On connaît ce mot de J-P Sartre « Nous n’avons jamais été aussi libres que sous l’occupation allemande ». Sous la forme d’un paradoxe provocant, se cache une réalité qui dépasse même le sens existentiel que lui donnait le philosophe.

Il n’y a de liberté qu’avec la possibilité du choix qui implique un savoir.

Quel est l’objet humain qui confère au choix une dimension universelle et autorise la proclamation de la liberté non en tant que valeur, mais en tant que principe ?

La réponse est contenue dans la question suivante : qu’est-ce qui différencie radicalement l’homme des autres espèces vivantes ?

C’est très simple : ce qui nous singularise, pour le pire et le meilleur – souvent le pire – c’est la double conscience que nous avons de notre mort : la conscience biologique – commune à tout ce qui est vivant, de la cellule à l’étoile en passant par la grenouille et l’éléphant – et la conscience psychique qui émerge à l’âge de 3 ou 4 ans en même temps que l’angoisse et les peurs associées, et avec laquelle il nous faut vivre jusqu’au jour où nous mourrons.

C’est dans cette double conscience que se constitue l’essence de la liberté, celle du type de réponse que nous construirons et pendant toute notre vie,  en réponse au message permanent et têtu de cette conscience.

Cette conscience fait de nous des égaux et des frères, mais des frères irrémédiablement seuls pour affronter la seule expérience qui soit incommunicable. Des frères de solitude.

Le problème majeur est donc celui des conditions d’exercice de cette liberté, autrement dit celui de l’acquisition d’un savoir qui nous permette de construire notre réponse adéquate.

Or, si l’école de la République dispense un savoir pour la quasi totalité des objets, la mort telle qu’elle est est le seul qui soit absent des programmes d’enseignement de toutes les écoles et de tous les temps.

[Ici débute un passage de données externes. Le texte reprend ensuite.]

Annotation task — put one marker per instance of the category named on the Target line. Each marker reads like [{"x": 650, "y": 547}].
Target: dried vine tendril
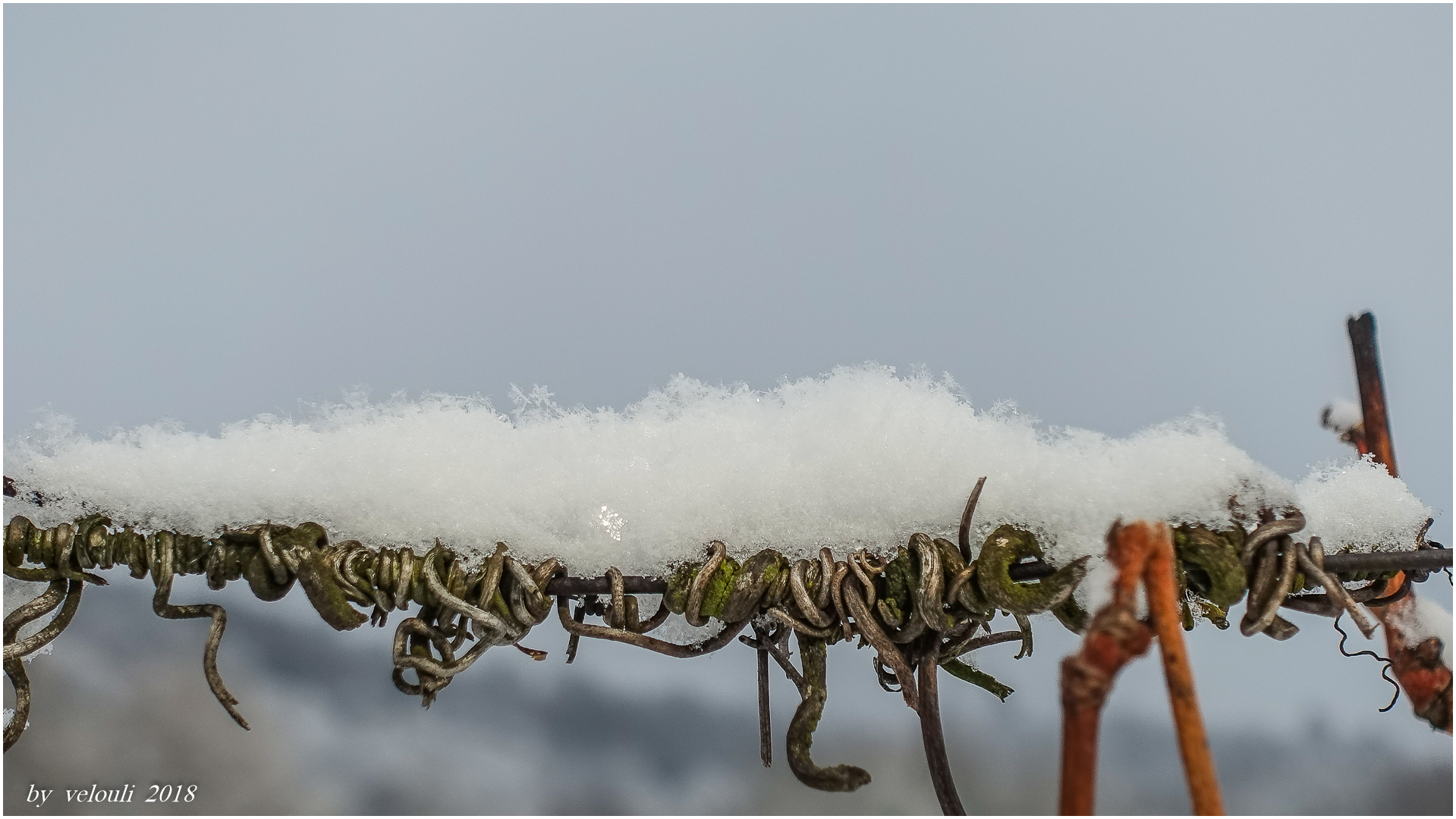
[{"x": 920, "y": 608}]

De cette lacune vient le verbe croire avec toutes les stratégies de contournement, en particulier l’accumulation de l’objet qui sert pour le sujet de substitut au fantasme d’immortalité.

L’objet de la révolution – celle qui n’a pas encore été tentée –  est donc la prise en charge par la communauté de l’acquisition de ce savoir, au moment de l’émergence de la conscience, dès la première école (qu’elle soit appelée « maternelle » n’est pas un hasard) et tout au long de la scolarité par l’apprentissage de la démarche philosophique dont l’évacuation des programmes est le corollaire de celle de la mort. Ce savoir est celui que Spinoza définit dans L’Éthique : « Nous sentons et nous expérimentons que nous sommes éternels. »

Ce n’est pas une baguette magique, mais la possibilité donnée de réfuter l’équation capitaliste (être = avoir +) qui persuade que « plus j’ai, moins je meurs », et dont on voit les effets dans les formes pathologiques de l’accumulation, en particulier celle des capitaux.